Physicochemical Characterization, Solubilization, and Stabilization of 9-Nitrocamptothecin Using Pluronic Block Copolymers

Abstract

Solid-state properties and physicochemical characteristics of 9-nitrocamptothecin (9NC) were investigated with a view of molecular and bulk level understanding of its poor aqueous solubility and hydrolytic instability that prevent efficient drug delivery and pharmacological activity. 9NC bulk drug substance was found to be a nonhygroscopic, yellowish crystalline solid with long rectangular prism-shaped particle morphology and a sharp melting point at 264°C. Hydrolysis of 9NC-lactone occurs above pH 4, whereas complete conversion of lactone to carboxylate was recorded above pH 8. At saturated conditions, appreciable concentrations of 9NC-lactone were detected at pH as high as 11. 9NC undergoes oxidation in the presence of dimethyl sulfoxide with formation of 9NC-N-oxide.
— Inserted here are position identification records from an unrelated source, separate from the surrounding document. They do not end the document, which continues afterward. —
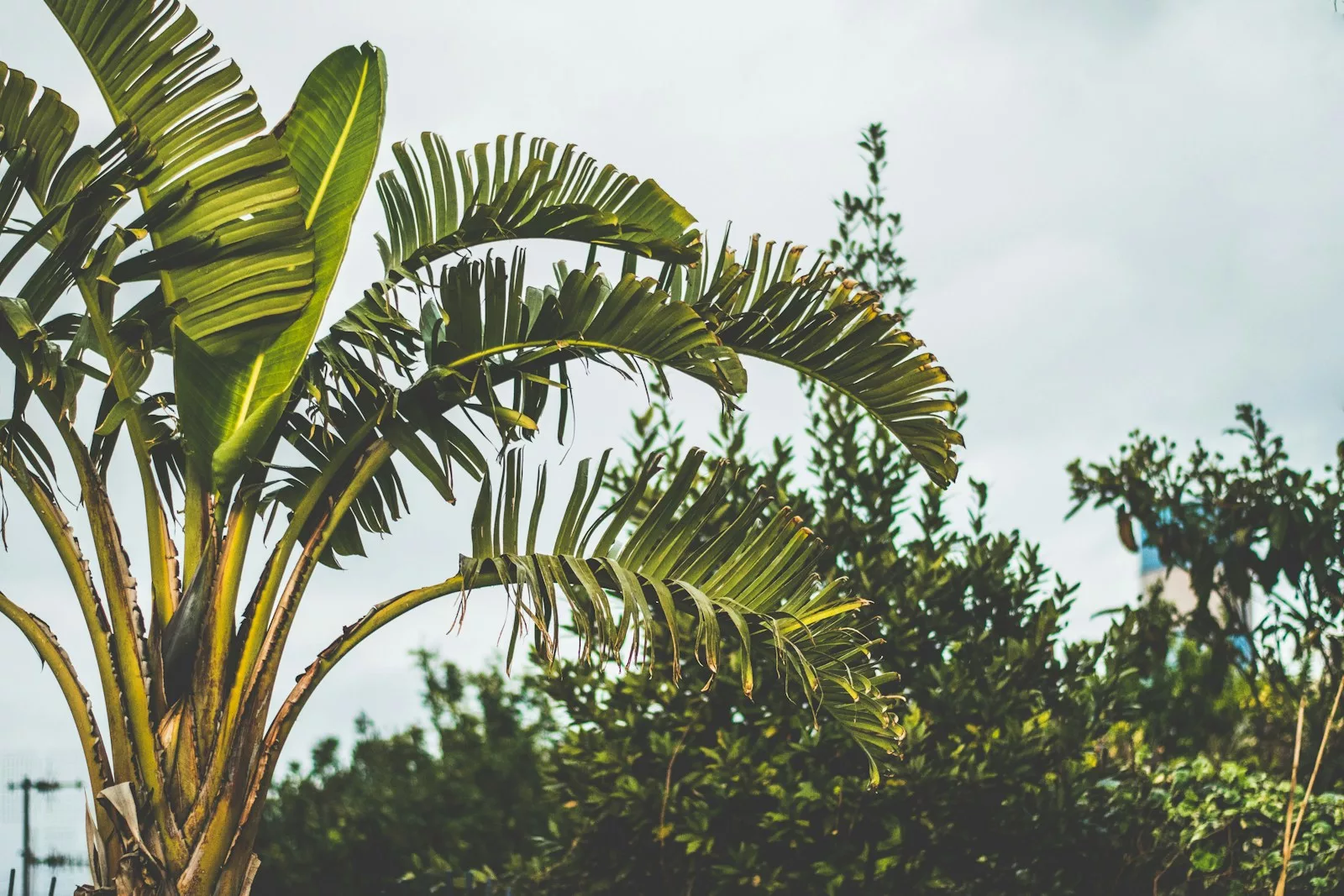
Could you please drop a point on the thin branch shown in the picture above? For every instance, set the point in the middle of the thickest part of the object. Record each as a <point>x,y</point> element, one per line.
<point>77,699</point>
<point>218,810</point>
<point>91,605</point>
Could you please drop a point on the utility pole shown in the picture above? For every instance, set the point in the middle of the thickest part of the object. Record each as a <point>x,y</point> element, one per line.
<point>30,859</point>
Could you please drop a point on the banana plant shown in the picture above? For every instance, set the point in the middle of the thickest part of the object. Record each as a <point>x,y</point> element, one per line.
<point>172,281</point>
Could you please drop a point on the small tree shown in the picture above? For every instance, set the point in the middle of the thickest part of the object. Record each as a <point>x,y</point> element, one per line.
<point>244,231</point>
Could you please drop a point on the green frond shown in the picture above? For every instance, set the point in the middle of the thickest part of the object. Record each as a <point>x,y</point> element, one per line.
<point>617,578</point>
<point>34,140</point>
<point>832,331</point>
<point>486,329</point>
<point>438,202</point>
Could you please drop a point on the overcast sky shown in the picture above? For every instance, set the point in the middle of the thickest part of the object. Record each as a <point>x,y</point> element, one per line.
<point>1121,214</point>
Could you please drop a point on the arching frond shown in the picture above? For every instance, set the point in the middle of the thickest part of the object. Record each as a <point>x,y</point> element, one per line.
<point>486,328</point>
<point>618,578</point>
<point>438,202</point>
<point>833,332</point>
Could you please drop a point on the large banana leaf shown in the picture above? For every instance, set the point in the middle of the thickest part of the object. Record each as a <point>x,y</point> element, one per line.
<point>237,207</point>
<point>831,331</point>
<point>757,578</point>
<point>441,203</point>
<point>331,137</point>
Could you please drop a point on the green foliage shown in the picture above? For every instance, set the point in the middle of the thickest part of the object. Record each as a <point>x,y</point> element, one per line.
<point>1155,761</point>
<point>1263,544</point>
<point>1198,826</point>
<point>465,793</point>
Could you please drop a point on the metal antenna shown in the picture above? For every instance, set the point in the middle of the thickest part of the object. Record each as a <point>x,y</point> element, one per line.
<point>30,859</point>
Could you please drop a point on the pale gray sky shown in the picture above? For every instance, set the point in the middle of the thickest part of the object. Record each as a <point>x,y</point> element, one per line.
<point>1120,214</point>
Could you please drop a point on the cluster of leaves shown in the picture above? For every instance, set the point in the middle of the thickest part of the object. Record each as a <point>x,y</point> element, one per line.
<point>1205,826</point>
<point>1152,761</point>
<point>1263,546</point>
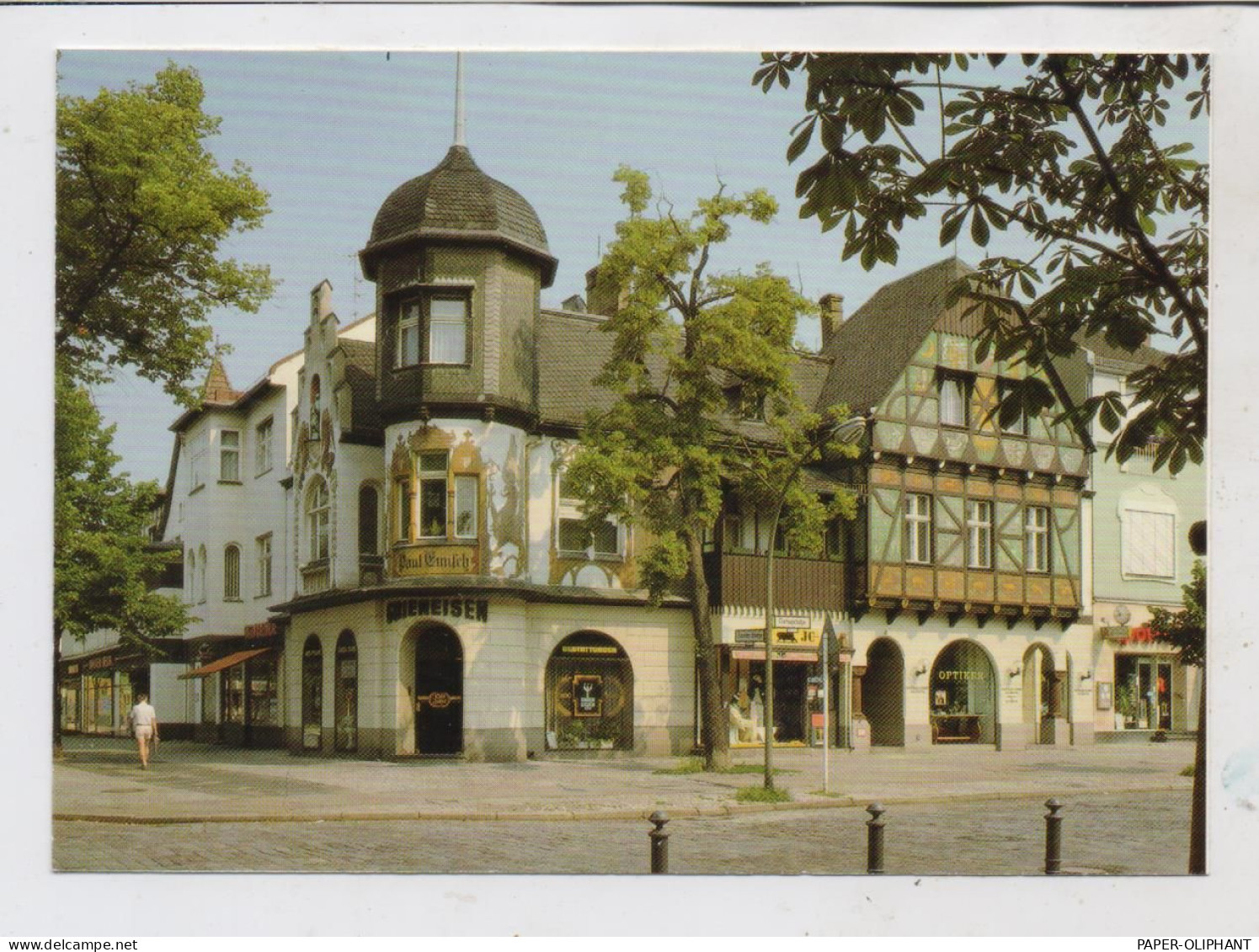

The total solubility of lactone and carboxylate forms of 9NC in deionized water was found to be less than 5 μg/mL, whereas the solubility of 9NC-lactone in aqueous acidic media was determined to be approximately 2.5 μg/mL. Incorporation of 10% pluronic copolymers P123, F127, and F68 in 10 mM HCl increased 9NC solubility by 13-fold, eightfold, and fivefold, respectively. The thermodynamic stability of drug-loaded pluronic micelles was evaluated under isothermal variable volume conditions and found F127, among all poloxamers, to offer the best hydrolytic protection efficacy for 9NC.